B2B marketing doesn’t have the best reputation for originality: Despite having multiple trailblazers in the space pushing the limits of creativity, there are still roadblocks that prevent true connections with prospects and customers, whether it’s budget constraints or lack of internal buy-in. However, there is a shift emerging where marketers are realizing that outside of the business, people have lives that they need to understand and empathize with.

“When we don’t know what to do, we tend to fall back and assume people are rational,” said Oreizy. “Marketers often think, ‘If I feed my prospect more information about our features, solutions or choices, they’ll do the right thing in choosing our solution.’ But if we can think more irrationally about our customers, we can leverage all the research from leading academia to understand decision-making.”

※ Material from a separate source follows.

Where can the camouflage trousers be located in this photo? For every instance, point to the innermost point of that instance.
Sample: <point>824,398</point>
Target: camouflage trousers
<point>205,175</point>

She noted that there are four types of messaging practitioners can implement to connect with prospects”

  • Prevention messaging, which is the idea that some humans are more motivated by preventing a negative outcome;
  • ‘Game frame’ messaging, which focuses on educating our buyers and focus on understanding how our solutions can help them achieve more;
  • Promotion-focused messaging, which focuses on what prospects and customers can gain from using a particular product; and
  • Simplistic messaging, which focuses on removing the fluff and leveraging language, design or user experiences to make messaging easier to read and require less mental work.

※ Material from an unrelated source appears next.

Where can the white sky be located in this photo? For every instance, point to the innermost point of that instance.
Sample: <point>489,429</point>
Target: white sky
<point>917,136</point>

“Behavioral science takes people’s emotions into account, as well as other environmental and social factors to help us understand which message framework to leverage,” continued Oreizy. “Again, we’re not as rational as we like to think, and we want to leverage our psychology to understand how people make decisions to push them toward our products or solutions.”

Conclusion

At its core, Oreizy’s message focused on accounting for the emotional, environmental and social factors that influence human behavior, rather than relying solely on providing more information or choices. She emphasized that decision-making processes are shaped by deep-seated biases and heuristics that have evolved over thousands of years, often leading us to make predictably irrational choices.

Oreizy’s insights on leveraging behavioral science in B2B marketing provide a powerful framework for understanding and influencing customer decisions. By recognizing that humans are not purely rational beings, marketers can move beyond simply offering more information and choices. Instead, they can tap into emotions, environmental cues and social factors to craft messaging that resonates on a deeper psychological level.